Good job Josh!  Thank You.

Craig


----------



## Dusty (Sep 10, 2020)

YYCHobbyMachinist said:


> Good job Josh!  Thank You.
> 
> Craig



Ditto that Craig. My Dog the Drill post #5 shouldn't have the last 3 black and white images just the 2 in colour and the 1st black & white. Bottom 3 black & white should be removed when you have time Josh. Thanks again!


----------



## YYCHM (Sep 10, 2020)

Images appear to be restored


----------



## RobinHood (Sep 10, 2020)

Dusty said:


> My Dog the Drill post #5 shouldn't have the last 3 black and white images just the 2 in colour and the 1st black & white. Bottom 3 black & white should be removed when you have time Josh.

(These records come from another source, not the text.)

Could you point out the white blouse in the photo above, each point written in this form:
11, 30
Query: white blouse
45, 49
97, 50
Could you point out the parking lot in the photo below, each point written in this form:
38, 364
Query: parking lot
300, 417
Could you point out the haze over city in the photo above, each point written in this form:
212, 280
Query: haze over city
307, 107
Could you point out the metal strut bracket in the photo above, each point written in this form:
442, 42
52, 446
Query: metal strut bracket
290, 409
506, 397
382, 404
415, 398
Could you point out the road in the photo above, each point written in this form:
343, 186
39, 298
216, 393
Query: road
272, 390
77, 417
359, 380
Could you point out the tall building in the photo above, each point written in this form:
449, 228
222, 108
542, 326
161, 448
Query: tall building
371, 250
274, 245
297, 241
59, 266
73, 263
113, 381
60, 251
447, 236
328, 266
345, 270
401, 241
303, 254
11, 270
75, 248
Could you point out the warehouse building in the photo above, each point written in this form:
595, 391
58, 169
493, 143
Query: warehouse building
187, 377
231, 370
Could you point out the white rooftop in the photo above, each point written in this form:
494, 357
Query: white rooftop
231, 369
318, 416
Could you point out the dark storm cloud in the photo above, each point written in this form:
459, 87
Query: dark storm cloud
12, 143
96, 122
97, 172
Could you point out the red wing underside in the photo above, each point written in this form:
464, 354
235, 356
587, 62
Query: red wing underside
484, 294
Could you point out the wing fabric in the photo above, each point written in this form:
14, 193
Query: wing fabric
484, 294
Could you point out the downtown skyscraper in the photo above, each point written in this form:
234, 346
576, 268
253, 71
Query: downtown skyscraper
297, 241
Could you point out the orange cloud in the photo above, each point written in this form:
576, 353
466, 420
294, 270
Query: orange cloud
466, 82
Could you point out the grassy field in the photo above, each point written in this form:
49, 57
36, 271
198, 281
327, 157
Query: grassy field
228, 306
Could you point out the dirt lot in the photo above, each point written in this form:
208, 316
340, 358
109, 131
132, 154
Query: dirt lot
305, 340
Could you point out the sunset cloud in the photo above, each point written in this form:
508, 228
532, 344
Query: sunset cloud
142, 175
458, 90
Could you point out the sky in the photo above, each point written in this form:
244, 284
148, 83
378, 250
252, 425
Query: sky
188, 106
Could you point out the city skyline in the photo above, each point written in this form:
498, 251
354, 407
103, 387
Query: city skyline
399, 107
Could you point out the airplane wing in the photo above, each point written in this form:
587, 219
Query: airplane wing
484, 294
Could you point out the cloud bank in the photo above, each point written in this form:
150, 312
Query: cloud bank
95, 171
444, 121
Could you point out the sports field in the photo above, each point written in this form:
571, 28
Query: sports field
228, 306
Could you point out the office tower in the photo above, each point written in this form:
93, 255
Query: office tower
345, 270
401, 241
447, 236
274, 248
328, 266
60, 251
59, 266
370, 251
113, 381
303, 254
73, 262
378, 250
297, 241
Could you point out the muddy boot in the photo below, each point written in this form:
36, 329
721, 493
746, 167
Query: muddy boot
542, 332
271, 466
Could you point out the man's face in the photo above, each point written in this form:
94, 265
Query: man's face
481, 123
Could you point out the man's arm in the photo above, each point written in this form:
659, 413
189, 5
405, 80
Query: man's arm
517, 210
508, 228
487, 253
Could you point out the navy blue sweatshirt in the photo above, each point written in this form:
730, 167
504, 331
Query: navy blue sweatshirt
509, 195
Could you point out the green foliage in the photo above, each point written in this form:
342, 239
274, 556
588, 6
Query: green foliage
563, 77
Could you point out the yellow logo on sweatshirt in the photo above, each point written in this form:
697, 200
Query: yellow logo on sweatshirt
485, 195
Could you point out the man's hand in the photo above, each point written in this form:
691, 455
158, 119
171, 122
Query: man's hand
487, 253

If you go to your post Bill, you should see an “Edit” button. Press it. Now it opens your post and you can sort out your pictures. When you are done, select “Save”. Only you have the “ Edit“ function since it is your post.


----------



## Dusty (Sep 10, 2020)

Hi RobinHood, no button showing believe my post is now time expire for the EDIT function. We'll work it out!


----------



## Jwest7788 (Sep 10, 2020)

Thanks team!

Glad to be able to help!

The images should all be good to go too!

John is right, the issue was at the server level, above the forum. Was a messy day for me with dozens of websites having issues all at the same time. Haha


----------



## David_R8 (Sep 10, 2020)

Thanks for all you do @Jwest7788 and @Janger!


----------



## YotaBota (Sep 11, 2020)

+1, 
I've worked in the IT industry and know the pressure of an outage with the entire building sitting behind you tapping their toes waiting for the net to be restored. At least here there is no money or stockholders to worry about. 
Thanks guys.


----------



## CalgaryPT (Sep 15, 2020)

Janger said:


> @Jwest7788 Big thanks to Josh for running the server and fixing it like today when we have issues. Please remember everybody this thing is volunteer run. We're fortunate to have Josh figure out all the technical back end and to have a server we can be hosted on. Other bigger yet still volunteer sites have a heavy ad presence to pay for all that.


Thanks @Jwest7788 for fixing things.


----------



## Jwest7788 (Sep 16, 2020)

CalgaryPT said:


> Thanks @Jwest7788 for fixing things.





David_R8 said:


> Thanks for all you do @Jwest7788 and @Janger!



Thanks to you! A forum is nothing without members, we all deserve credit for this community.


----------